As for the Myrka….No purists can surely complain about the new iteration of this creature which in the original never looked anything like an actual animal. The problem really was it’s head which sways back and forth as it moves yet has no movement of its own so it’s roaring doesn’t even appear to be coming from the creature.  Pennant Roberts did try and shoot it in a manner that disguised its origins, a gift for the new version, but on such brightly lit sets its never really going to look convincing and sometimes it looks embarrassing. Obviously an extra two months back in 1985 was never going to deliver the special edition Myrka which looks terrific justifying its place in the story where it’s built up as something menacing, horrific and dangerous. The way it’s been integrated into the footage is superb and they have even managed to cut Solow’s infamous Karate Kid homage.

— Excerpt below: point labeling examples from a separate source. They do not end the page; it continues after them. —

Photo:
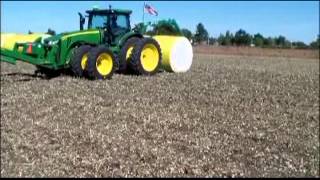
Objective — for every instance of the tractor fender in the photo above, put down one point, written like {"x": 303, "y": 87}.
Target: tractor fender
{"x": 74, "y": 45}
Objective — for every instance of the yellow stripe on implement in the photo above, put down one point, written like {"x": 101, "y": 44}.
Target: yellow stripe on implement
{"x": 80, "y": 33}
{"x": 8, "y": 40}
{"x": 177, "y": 53}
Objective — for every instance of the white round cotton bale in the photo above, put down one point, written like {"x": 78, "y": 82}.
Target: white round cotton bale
{"x": 177, "y": 53}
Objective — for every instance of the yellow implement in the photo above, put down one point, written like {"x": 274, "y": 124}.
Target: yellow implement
{"x": 8, "y": 40}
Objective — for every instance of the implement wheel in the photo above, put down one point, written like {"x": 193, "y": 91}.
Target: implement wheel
{"x": 146, "y": 57}
{"x": 79, "y": 60}
{"x": 101, "y": 63}
{"x": 125, "y": 53}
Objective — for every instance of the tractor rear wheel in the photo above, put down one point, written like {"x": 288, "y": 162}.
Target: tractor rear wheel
{"x": 125, "y": 53}
{"x": 146, "y": 57}
{"x": 101, "y": 63}
{"x": 79, "y": 60}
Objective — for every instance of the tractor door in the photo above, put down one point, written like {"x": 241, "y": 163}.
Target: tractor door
{"x": 119, "y": 26}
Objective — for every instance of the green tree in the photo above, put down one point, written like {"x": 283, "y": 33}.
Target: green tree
{"x": 228, "y": 39}
{"x": 51, "y": 32}
{"x": 258, "y": 40}
{"x": 269, "y": 42}
{"x": 187, "y": 33}
{"x": 221, "y": 40}
{"x": 201, "y": 33}
{"x": 242, "y": 38}
{"x": 212, "y": 41}
{"x": 280, "y": 41}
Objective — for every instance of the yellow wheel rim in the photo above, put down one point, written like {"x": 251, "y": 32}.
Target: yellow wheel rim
{"x": 129, "y": 52}
{"x": 149, "y": 57}
{"x": 84, "y": 61}
{"x": 104, "y": 64}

Though rarely bracketed alongside the prime examples of the show’s move towards more violent stories, `Warriors` is certainly a step towards that goal. Every character except for the Doctor, Tegan and Turlough ends up dead though not quite in the same gritty manner as `Caves of Androzani`.  By now Eric Saward was well established as a script editor with a penchant for killing as many characters as possible which was certainly achieved here, apparently Byrne intended a few would survive. However, they do tend to perish when the story has finished with them, Maddox being the prime example. I suppose this slaughter does underscore the Doctor’s last line yet that would have still have worked.

As was often the case, the characters are defined by their roles rather than anything deeper and with the exception of Maddox early on, we learn nothing about them. There is no believable cultural difference between then and now. They are just soldiers, technicians, engineers without any depth. Nilson’s character is unveiled as the undercover agent too soon in the narrative though the choices Ian McCullouch makes reveal his intentions almost from his first appearance.

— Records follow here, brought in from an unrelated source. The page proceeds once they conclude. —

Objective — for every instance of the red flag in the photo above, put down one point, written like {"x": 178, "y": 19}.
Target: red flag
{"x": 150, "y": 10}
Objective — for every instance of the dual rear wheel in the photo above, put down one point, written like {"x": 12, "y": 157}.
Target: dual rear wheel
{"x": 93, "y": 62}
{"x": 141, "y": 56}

Meanwhile the story has Tegan and Turlough at their most grouchy. Turlough in particular seems to delight in pessimistic commentary; at the end of episode one he concludes without any empathy or indeed confirmation; “Face it, Tegan. The Doctor’s drowned.”  Similar droll observations are peppered through the story. You get the impression he’d happily nick the Tardis and venture off without a glance behind. At the end he unnecessarily announces looking at the corpses, “They’re all dead, you know.”  I kind of like this, as if Turlough is trying to remain uninvolved and still be the sly onlooker.

The crew’s dialogue is fine, they are after all people doing a job and there are a few examples of something more down to earth peaking through. Yet the reptiles have a slow delivery which matches their gait. I actually laughed at a moment when one of the Silurians has to check something is in a box. Very slowly he lifts the lid to confirm its there. “Yes” he says. Exciting it is not. I think the scene has been excised in the special edition though.

What the story also loses is the moral range of the Silurians, evident in their first story. While there is a line playing homage to it, I felt it worked better when one of the three Silurians had doubts about their methods in the 1970 story. Here, they could any aggressive race; what made them different has been lost.The real shining light in the story is Peter Davison who rises above the material and ignores the less than convincing threats to deliver a very strong performance. The Doctor has a wiliness here, he takes real risks he guesses will come right and he’s also not afraid to wade into the action.

I’m not sure `Warriors of the Deep` will ever be in my pantheon of great Doctor Who but having watched it twice lately (old and new version) I can see more in it than I used to. And the Myrka is good now. Whoever thought that would happen?